- Based on an illustrative issue price of 57.41 sen per unit—a 10% discount to the five-day volume-weighted average market price (VWAMP) of 63.79 sen as at May 20—the placement could raise gross proceeds of up to RM250 million.
KUALA LUMPUR (June 3): CapitaLand Malaysia Trust (KL:CLMT) has proposed a private placement to raise as much as RM250 million, mainly to repay bank borrowings, according to its bourse filing on Tuesday.
The exercise involves the issuance of up to 435.4 million new units, or approximately 14.9% of its total issued units. The new units will be offered to its sponsors and institutional investors, including the Employees Provident Fund (EPF) and Kumpulan Wang Persaraan Diperbadankan (KWAP), with the final issue price to be determined via a bookbuilding exercise.
Based on an illustrative issue price of 57.41 sen per unit—a 10% discount to the five-day volume-weighted average market price (VWAMP) of 63.79 sen as at May 20—the placement could raise gross proceeds of up to RM250 million.
CIMB Investment Bank, the principal adviser for the exercise, announced the proposal in a bourse filing on behalf of CapitaLand Malaysia REIT Management Sdn Bhd, the management company of CLMT. The placement is expected to be completed by the third quarter of this year.
As at May 20, CLMT’s total borrowings stood at RM2.2 billion. The trust has undertaken nearly RM400 million in completed and announced acquisitions of industrial and logistics assets, which were mainly funded through debt.
Of the total proceeds raised, RM246.1 million will be used to repay borrowings, while RM3.9 million has been earmarked for estimated placement-related expenses.
“The proposed placement is aligned with the manager’s prudent capital management strategy to optimise CLMT’s financing ratio, providing financial headroom for future acquisitions while maintaining balance sheet flexibility,” the filing read.
Post-exercise, CLMT’s gearing is expected to reduce to 39.6% from 41.3% as at end-December 2024.
CLMT’s portfolio comprises six retail malls and two logistics assets with a combined net lettable area of 4.3 million sq ft. Its retail assets include Gurney Plaza and Queensbay Mall in Penang; Sungei Wang Plaza, 3 Damansara, and The Mines in the Klang Valley; and East Coast Mall in Kuantan, Pahang. The logistics assets are Valdor Logistics Hub in Penang, and Glenmarie Distribution Centre in Shah Alam, Selangor.
On the proposed placement, CLMT’s sponsors—CapitaLand Mall Asia Ltd-linked entities CMMT Investment Ltd (CIL) and Menang Investment Ltd (MIL), which collectively hold a 40% stake—may subscribe for up to 174.2 million units to maintain their current stake.
Institutional investors such as EPF, KWAP and Amanah Saham Bumiputera (ASB) may also be allocated up to 292.14 million units each.
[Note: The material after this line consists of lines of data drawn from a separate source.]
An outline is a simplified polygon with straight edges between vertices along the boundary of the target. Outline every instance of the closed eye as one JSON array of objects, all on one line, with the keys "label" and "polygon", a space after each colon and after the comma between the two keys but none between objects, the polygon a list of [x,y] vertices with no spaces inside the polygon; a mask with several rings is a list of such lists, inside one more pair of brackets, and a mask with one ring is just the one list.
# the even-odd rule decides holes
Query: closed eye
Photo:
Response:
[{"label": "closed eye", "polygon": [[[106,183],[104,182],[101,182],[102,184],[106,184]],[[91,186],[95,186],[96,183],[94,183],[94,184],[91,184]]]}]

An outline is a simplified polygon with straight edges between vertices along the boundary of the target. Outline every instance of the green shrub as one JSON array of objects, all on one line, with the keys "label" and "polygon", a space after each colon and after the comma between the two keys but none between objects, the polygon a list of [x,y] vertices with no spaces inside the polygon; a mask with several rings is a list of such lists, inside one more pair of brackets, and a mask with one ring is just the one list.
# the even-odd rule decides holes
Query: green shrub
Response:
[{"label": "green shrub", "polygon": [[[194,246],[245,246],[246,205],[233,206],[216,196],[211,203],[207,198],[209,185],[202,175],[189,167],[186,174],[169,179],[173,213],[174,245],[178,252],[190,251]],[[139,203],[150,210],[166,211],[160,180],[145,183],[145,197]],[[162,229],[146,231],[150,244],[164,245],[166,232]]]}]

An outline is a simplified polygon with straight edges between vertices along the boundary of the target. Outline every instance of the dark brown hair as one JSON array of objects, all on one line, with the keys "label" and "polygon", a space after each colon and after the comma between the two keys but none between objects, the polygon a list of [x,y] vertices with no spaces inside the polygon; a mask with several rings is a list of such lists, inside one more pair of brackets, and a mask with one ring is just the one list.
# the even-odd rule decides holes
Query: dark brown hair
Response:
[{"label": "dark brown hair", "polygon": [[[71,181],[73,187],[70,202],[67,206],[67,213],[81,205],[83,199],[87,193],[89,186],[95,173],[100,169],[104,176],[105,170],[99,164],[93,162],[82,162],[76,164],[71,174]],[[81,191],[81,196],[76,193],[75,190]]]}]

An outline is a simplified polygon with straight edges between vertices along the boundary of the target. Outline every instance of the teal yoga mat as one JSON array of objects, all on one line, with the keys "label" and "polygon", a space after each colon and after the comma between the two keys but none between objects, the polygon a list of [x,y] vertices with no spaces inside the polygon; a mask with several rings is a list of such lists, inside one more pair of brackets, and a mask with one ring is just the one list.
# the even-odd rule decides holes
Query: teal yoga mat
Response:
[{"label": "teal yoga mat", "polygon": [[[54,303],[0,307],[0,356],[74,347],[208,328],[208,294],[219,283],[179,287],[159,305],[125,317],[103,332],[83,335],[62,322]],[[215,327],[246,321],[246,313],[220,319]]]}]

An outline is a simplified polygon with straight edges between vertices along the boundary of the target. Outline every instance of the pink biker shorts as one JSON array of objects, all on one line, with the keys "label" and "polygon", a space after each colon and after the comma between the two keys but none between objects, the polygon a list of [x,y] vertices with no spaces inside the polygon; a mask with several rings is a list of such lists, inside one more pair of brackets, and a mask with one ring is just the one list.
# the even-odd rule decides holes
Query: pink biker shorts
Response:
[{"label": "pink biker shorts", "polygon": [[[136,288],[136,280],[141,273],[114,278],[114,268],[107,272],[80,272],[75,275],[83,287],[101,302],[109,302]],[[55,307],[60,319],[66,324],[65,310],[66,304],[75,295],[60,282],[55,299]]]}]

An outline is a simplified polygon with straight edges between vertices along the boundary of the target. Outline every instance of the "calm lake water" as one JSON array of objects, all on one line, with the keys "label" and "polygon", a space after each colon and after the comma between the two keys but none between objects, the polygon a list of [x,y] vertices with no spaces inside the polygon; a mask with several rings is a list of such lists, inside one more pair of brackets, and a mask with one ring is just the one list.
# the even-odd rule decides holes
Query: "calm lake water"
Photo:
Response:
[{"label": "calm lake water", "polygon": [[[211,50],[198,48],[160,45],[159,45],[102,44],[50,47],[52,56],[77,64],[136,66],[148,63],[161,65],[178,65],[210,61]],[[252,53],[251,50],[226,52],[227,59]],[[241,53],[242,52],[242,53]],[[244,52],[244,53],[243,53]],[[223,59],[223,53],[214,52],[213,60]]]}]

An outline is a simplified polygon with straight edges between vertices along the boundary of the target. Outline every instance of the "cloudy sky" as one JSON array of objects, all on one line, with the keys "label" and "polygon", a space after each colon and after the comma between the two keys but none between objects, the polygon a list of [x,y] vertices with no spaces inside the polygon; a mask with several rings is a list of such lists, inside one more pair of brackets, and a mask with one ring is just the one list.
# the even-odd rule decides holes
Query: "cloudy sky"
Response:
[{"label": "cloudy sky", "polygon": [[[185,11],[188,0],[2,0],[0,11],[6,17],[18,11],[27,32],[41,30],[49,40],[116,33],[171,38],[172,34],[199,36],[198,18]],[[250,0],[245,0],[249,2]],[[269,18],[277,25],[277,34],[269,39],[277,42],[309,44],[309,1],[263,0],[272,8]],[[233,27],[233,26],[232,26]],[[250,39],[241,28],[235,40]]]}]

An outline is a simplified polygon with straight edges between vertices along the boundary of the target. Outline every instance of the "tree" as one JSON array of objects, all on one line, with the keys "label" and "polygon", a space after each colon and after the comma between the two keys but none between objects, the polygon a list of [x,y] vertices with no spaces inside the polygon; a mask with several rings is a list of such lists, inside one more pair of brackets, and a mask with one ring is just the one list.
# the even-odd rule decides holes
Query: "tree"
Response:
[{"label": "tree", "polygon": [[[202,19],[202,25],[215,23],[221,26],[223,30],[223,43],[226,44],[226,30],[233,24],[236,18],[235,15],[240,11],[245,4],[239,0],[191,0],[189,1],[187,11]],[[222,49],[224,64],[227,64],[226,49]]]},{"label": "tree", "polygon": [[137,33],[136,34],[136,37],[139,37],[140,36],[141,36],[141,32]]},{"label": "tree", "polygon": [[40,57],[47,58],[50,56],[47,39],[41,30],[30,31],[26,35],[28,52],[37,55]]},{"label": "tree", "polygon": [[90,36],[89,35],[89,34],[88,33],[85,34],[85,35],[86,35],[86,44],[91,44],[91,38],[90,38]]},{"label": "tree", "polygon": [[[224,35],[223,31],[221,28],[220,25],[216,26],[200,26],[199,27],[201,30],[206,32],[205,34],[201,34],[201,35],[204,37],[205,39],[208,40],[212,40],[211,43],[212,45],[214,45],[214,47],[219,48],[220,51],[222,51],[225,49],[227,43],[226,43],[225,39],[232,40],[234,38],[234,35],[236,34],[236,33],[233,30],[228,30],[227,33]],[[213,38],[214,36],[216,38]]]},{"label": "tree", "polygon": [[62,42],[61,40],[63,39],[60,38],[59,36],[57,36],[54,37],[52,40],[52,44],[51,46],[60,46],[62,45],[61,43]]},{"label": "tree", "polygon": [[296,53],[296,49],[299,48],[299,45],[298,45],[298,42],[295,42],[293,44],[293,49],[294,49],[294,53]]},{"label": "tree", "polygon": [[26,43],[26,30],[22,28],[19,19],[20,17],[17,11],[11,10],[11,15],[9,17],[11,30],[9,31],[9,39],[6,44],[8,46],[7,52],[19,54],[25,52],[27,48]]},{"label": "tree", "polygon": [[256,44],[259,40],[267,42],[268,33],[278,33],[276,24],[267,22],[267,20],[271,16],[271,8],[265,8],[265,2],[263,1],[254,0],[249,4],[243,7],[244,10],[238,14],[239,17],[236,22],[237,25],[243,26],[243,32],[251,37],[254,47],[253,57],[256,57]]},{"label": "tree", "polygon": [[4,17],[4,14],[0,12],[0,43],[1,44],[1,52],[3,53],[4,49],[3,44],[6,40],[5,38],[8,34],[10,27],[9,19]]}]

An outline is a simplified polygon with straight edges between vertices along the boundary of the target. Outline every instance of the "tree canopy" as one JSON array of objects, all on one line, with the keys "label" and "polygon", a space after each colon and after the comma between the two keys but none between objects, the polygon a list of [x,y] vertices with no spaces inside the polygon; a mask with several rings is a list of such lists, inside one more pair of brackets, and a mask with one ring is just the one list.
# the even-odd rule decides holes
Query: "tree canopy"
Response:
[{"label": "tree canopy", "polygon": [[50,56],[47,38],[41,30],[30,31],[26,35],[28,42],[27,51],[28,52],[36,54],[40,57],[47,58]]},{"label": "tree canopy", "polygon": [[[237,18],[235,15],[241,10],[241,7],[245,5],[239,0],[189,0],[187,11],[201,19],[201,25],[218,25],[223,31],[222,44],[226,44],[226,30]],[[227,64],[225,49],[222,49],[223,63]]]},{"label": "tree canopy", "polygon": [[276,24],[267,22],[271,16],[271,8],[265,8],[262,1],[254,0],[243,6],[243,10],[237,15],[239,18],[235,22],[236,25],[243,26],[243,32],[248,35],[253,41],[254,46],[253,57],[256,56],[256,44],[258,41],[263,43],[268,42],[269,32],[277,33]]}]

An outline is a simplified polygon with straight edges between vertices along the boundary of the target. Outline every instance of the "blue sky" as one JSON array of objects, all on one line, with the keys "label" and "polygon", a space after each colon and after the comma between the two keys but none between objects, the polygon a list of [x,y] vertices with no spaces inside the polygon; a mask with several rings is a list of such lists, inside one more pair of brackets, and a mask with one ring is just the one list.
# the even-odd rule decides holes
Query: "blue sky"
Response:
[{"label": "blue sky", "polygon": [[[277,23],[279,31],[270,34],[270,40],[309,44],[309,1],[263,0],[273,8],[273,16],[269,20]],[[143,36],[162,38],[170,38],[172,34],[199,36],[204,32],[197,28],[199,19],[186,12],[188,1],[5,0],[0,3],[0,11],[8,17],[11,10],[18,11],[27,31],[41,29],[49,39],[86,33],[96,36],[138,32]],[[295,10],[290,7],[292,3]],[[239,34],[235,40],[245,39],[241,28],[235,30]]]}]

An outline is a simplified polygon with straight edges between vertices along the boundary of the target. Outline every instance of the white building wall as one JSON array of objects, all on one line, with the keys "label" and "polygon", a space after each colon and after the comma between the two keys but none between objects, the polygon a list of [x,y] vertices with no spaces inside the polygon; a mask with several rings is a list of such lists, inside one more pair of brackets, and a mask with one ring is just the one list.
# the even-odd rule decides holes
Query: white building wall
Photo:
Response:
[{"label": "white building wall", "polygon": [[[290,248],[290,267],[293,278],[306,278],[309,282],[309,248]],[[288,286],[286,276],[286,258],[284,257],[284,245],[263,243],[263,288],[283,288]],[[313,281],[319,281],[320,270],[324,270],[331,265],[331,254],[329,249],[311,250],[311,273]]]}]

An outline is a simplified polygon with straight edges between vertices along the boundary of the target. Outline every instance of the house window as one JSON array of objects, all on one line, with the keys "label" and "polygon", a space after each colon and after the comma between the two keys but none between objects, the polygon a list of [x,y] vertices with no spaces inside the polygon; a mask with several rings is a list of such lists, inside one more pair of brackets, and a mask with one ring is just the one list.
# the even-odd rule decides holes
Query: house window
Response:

As at May 20, EPF held a 15.4% stake in CLMT, followed by KWAP with 10% and ASB with 8.1%.
All proposed allotments to major unitholders will be subject to the approval of non-interested unitholders at a meeting to be convened.
CLMT said the placement would not trigger a mandatory general offer, as none of the participating investors would see their holdings exceed the 33% threshold.
The trust also noted that it remains compliant with Bursa Malaysia’s public spread requirement, with a current public unitholding spread of about 44.1%.